Arbitral Intelligence: A Legal-Tech Tale
- Dr. Apoorvi Shrivastava
Mira Desai, a law professional, has always admired the prowess of technology and treated it as an enhancer, not a replacement. Be it e-discovery platforms, predictive analysis, or virtual hearing, she had welcomed everything rather than scoffing at it as traditionalists. But this time it was different. She was asked to sit with a machine in an arbitral panel for a celebrated case.
Omega has accused the Velmora government of unlawfully seizing the renewable energy infrastructure. In an institutional arbitration between Omega Energy Corp and the Republic of Velmora at the International Institute of Arbitration, not only billions were at stake, but an award would also be pronounced by Solomon, an AI arbitrator.
Trained on thousands of arbitral awards, treaties, and scholarly works, Solomon claims neutrality, speed, and consistency. It had no memory of past biases, no late-night fatigue, no political ties. It processed data. It followed logic.

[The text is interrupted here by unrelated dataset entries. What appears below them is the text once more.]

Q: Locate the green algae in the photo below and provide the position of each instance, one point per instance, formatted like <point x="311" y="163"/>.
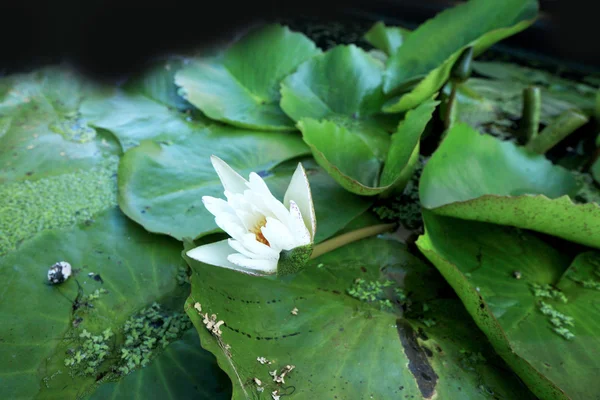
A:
<point x="55" y="202"/>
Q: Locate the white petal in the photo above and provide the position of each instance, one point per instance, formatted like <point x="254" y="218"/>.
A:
<point x="278" y="235"/>
<point x="299" y="191"/>
<point x="297" y="226"/>
<point x="249" y="241"/>
<point x="213" y="254"/>
<point x="231" y="180"/>
<point x="265" y="266"/>
<point x="258" y="185"/>
<point x="239" y="247"/>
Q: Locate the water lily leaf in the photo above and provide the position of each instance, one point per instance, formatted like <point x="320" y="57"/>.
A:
<point x="477" y="177"/>
<point x="42" y="133"/>
<point x="334" y="206"/>
<point x="424" y="61"/>
<point x="556" y="91"/>
<point x="364" y="177"/>
<point x="182" y="371"/>
<point x="513" y="285"/>
<point x="135" y="117"/>
<point x="595" y="170"/>
<point x="241" y="88"/>
<point x="386" y="38"/>
<point x="494" y="106"/>
<point x="56" y="170"/>
<point x="338" y="343"/>
<point x="319" y="90"/>
<point x="348" y="117"/>
<point x="161" y="186"/>
<point x="158" y="83"/>
<point x="119" y="269"/>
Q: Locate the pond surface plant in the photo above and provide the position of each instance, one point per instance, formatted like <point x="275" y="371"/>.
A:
<point x="306" y="213"/>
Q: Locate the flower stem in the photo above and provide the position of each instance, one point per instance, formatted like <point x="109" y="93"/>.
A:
<point x="346" y="238"/>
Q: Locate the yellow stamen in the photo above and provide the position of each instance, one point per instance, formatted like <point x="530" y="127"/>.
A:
<point x="258" y="233"/>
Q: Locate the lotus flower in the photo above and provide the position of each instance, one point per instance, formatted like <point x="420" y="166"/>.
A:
<point x="267" y="236"/>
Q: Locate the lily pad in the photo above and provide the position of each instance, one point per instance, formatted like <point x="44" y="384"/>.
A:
<point x="334" y="206"/>
<point x="495" y="106"/>
<point x="367" y="177"/>
<point x="158" y="83"/>
<point x="477" y="177"/>
<point x="118" y="269"/>
<point x="386" y="38"/>
<point x="56" y="170"/>
<point x="182" y="371"/>
<point x="556" y="91"/>
<point x="135" y="117"/>
<point x="319" y="90"/>
<point x="241" y="87"/>
<point x="316" y="322"/>
<point x="42" y="133"/>
<point x="515" y="287"/>
<point x="161" y="186"/>
<point x="348" y="117"/>
<point x="595" y="170"/>
<point x="423" y="63"/>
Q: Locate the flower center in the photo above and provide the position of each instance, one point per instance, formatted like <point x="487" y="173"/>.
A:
<point x="258" y="233"/>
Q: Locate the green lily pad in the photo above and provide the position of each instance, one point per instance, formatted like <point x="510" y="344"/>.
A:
<point x="319" y="90"/>
<point x="158" y="83"/>
<point x="494" y="106"/>
<point x="386" y="38"/>
<point x="423" y="63"/>
<point x="557" y="92"/>
<point x="322" y="322"/>
<point x="513" y="285"/>
<point x="161" y="186"/>
<point x="367" y="177"/>
<point x="118" y="269"/>
<point x="477" y="177"/>
<point x="595" y="170"/>
<point x="182" y="371"/>
<point x="334" y="207"/>
<point x="348" y="117"/>
<point x="42" y="133"/>
<point x="241" y="87"/>
<point x="133" y="118"/>
<point x="182" y="173"/>
<point x="51" y="176"/>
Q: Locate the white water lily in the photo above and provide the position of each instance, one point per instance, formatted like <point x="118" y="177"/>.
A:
<point x="266" y="234"/>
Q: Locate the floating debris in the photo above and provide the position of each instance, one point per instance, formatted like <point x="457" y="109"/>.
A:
<point x="548" y="291"/>
<point x="59" y="272"/>
<point x="263" y="360"/>
<point x="517" y="274"/>
<point x="280" y="378"/>
<point x="212" y="325"/>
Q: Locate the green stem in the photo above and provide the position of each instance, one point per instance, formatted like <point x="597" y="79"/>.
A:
<point x="450" y="112"/>
<point x="532" y="109"/>
<point x="346" y="238"/>
<point x="565" y="124"/>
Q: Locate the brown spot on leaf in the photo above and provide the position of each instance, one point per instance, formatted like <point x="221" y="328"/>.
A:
<point x="418" y="364"/>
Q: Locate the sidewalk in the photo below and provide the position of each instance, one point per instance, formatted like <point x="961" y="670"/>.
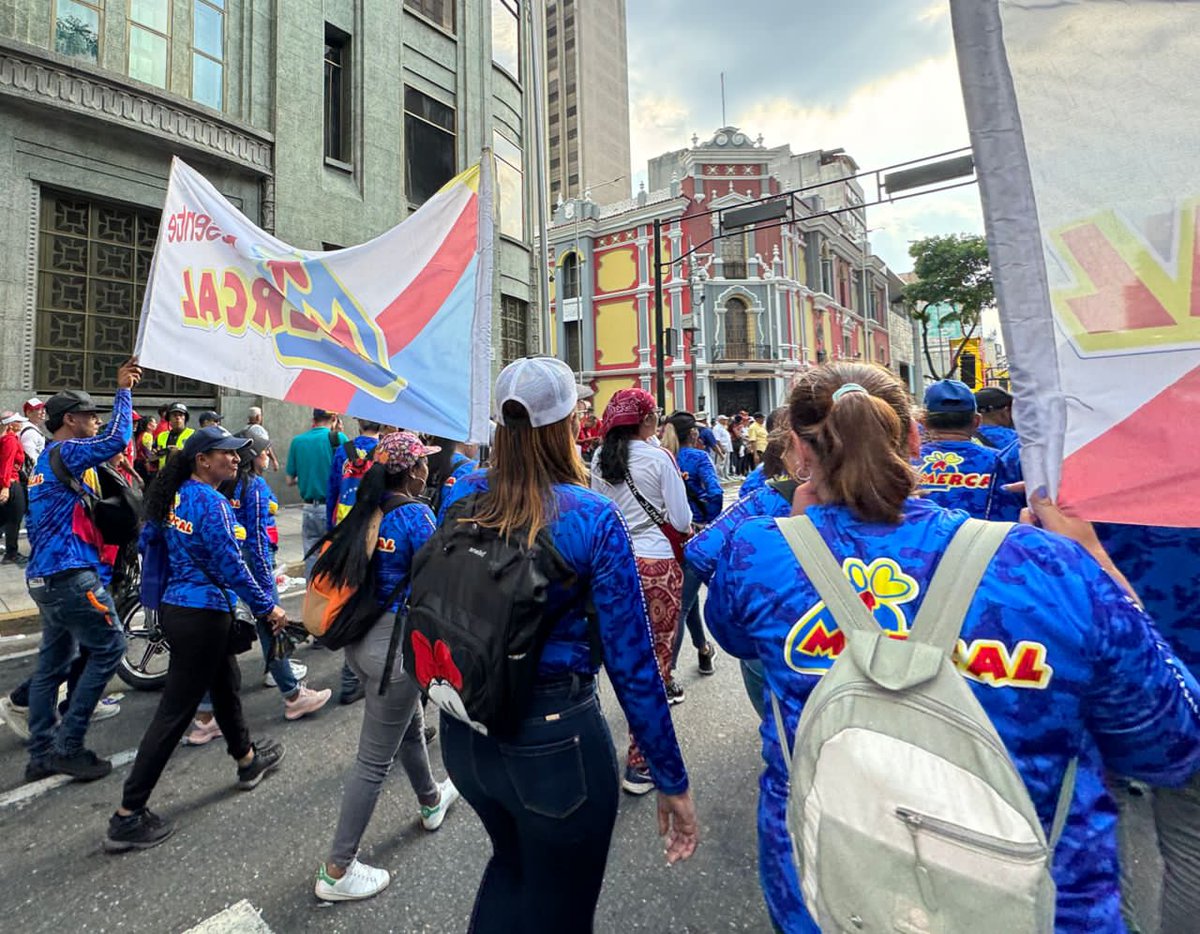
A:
<point x="17" y="610"/>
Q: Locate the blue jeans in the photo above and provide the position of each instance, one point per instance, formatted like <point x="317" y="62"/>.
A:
<point x="312" y="530"/>
<point x="77" y="611"/>
<point x="547" y="798"/>
<point x="689" y="615"/>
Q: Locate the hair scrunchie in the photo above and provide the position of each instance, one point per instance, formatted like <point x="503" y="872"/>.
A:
<point x="845" y="389"/>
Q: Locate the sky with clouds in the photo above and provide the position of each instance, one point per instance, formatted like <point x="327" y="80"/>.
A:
<point x="875" y="77"/>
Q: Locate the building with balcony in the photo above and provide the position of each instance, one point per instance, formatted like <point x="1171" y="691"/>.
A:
<point x="325" y="123"/>
<point x="744" y="312"/>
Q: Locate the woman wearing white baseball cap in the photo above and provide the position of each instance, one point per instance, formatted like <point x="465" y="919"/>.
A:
<point x="547" y="794"/>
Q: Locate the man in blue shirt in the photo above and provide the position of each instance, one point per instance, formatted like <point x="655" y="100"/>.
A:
<point x="67" y="580"/>
<point x="310" y="459"/>
<point x="995" y="407"/>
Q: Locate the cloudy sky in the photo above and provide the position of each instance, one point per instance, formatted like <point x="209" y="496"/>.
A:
<point x="876" y="77"/>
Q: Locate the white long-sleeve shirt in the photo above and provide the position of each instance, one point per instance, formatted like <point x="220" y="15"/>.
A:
<point x="658" y="479"/>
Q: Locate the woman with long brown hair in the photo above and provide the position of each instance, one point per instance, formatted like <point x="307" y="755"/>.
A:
<point x="547" y="794"/>
<point x="1053" y="646"/>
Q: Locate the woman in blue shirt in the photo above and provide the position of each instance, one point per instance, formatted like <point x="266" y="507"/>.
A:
<point x="207" y="575"/>
<point x="547" y="795"/>
<point x="391" y="722"/>
<point x="1062" y="660"/>
<point x="705" y="496"/>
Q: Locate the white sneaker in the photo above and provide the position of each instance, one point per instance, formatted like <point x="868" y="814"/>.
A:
<point x="298" y="671"/>
<point x="16" y="717"/>
<point x="106" y="710"/>
<point x="360" y="881"/>
<point x="432" y="818"/>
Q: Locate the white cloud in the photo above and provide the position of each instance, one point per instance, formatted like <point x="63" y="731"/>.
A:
<point x="910" y="114"/>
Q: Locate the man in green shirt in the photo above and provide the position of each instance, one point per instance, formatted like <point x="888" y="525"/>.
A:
<point x="310" y="456"/>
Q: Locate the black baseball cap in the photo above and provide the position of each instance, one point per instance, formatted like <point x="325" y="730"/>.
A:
<point x="993" y="397"/>
<point x="72" y="400"/>
<point x="214" y="437"/>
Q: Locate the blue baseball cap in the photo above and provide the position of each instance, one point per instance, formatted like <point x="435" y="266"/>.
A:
<point x="949" y="396"/>
<point x="214" y="437"/>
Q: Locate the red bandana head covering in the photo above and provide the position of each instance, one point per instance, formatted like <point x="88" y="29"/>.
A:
<point x="628" y="407"/>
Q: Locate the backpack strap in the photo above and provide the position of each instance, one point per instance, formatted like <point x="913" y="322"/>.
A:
<point x="955" y="581"/>
<point x="826" y="575"/>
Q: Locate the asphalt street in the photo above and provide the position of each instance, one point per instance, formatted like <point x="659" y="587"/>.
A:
<point x="264" y="845"/>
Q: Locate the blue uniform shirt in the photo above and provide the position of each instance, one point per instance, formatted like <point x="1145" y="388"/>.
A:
<point x="252" y="510"/>
<point x="401" y="534"/>
<point x="1163" y="566"/>
<point x="57" y="515"/>
<point x="589" y="533"/>
<point x="755" y="480"/>
<point x="705" y="492"/>
<point x="997" y="436"/>
<point x="1062" y="662"/>
<point x="963" y="474"/>
<point x="203" y="536"/>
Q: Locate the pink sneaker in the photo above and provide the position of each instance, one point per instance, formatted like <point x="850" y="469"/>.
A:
<point x="305" y="701"/>
<point x="203" y="732"/>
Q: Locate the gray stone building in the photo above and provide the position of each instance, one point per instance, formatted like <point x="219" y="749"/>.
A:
<point x="325" y="121"/>
<point x="587" y="96"/>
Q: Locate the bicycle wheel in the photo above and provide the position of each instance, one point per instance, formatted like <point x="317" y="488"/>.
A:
<point x="147" y="653"/>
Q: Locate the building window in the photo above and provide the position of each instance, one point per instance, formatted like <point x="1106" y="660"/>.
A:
<point x="509" y="186"/>
<point x="208" y="53"/>
<point x="93" y="264"/>
<point x="337" y="95"/>
<point x="439" y="11"/>
<point x="430" y="157"/>
<point x="737" y="330"/>
<point x="573" y="345"/>
<point x="77" y="29"/>
<point x="149" y="41"/>
<point x="507" y="36"/>
<point x="571" y="276"/>
<point x="514" y="329"/>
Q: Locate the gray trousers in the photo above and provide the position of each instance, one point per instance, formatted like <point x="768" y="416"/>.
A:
<point x="390" y="724"/>
<point x="1168" y="899"/>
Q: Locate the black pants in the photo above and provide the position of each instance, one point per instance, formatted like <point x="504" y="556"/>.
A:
<point x="12" y="513"/>
<point x="547" y="797"/>
<point x="199" y="662"/>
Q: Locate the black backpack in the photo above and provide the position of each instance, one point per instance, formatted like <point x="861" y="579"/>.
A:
<point x="479" y="617"/>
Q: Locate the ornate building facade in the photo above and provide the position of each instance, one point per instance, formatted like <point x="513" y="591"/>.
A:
<point x="744" y="310"/>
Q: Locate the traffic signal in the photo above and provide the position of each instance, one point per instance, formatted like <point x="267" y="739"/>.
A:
<point x="967" y="369"/>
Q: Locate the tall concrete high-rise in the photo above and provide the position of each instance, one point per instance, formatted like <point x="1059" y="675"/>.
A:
<point x="587" y="97"/>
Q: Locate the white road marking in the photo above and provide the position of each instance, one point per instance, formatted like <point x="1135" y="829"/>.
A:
<point x="240" y="917"/>
<point x="23" y="795"/>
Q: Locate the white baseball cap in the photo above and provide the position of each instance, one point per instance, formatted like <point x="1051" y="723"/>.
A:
<point x="545" y="385"/>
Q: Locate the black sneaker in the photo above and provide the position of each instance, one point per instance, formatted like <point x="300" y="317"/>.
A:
<point x="268" y="756"/>
<point x="37" y="770"/>
<point x="139" y="831"/>
<point x="82" y="766"/>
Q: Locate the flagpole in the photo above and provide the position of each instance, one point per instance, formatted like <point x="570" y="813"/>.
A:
<point x="537" y="35"/>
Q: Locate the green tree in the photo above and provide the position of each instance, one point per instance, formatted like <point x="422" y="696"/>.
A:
<point x="953" y="276"/>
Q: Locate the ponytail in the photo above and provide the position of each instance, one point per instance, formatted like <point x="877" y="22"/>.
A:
<point x="858" y="438"/>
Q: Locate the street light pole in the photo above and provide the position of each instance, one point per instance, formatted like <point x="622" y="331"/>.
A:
<point x="659" y="361"/>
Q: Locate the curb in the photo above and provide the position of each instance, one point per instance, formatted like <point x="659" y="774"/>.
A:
<point x="25" y="621"/>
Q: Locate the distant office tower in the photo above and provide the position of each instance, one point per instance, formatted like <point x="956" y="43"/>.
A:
<point x="588" y="99"/>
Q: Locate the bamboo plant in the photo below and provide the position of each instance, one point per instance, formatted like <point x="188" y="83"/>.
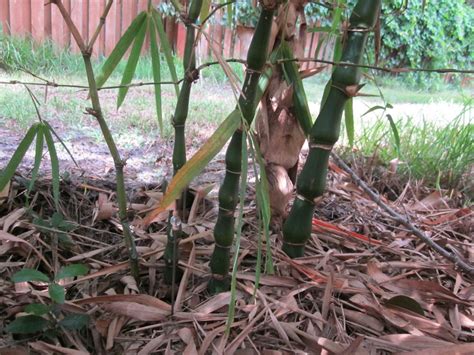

At least, that’s what the general opinion was.
But Mr. Holmes, being a co-arbitrator with Mira, has a bone of contention. Mr. Holmes, being old-school, sceptical and sharp as ever, subtly mentioned over a dinner that “You can feed it all the precedents you want, Mira. But law isn’t just deduction. It’s a discretion. Hart said that ages ago, when the rules run out, someone has to choose. Who decides in the penumbra of law? Can a machine understand that?” In this case, the hard decision was handed to a machine.
With a heave and a sigh, Mira moved on but eventually started noticing that the machine was behaving oddly.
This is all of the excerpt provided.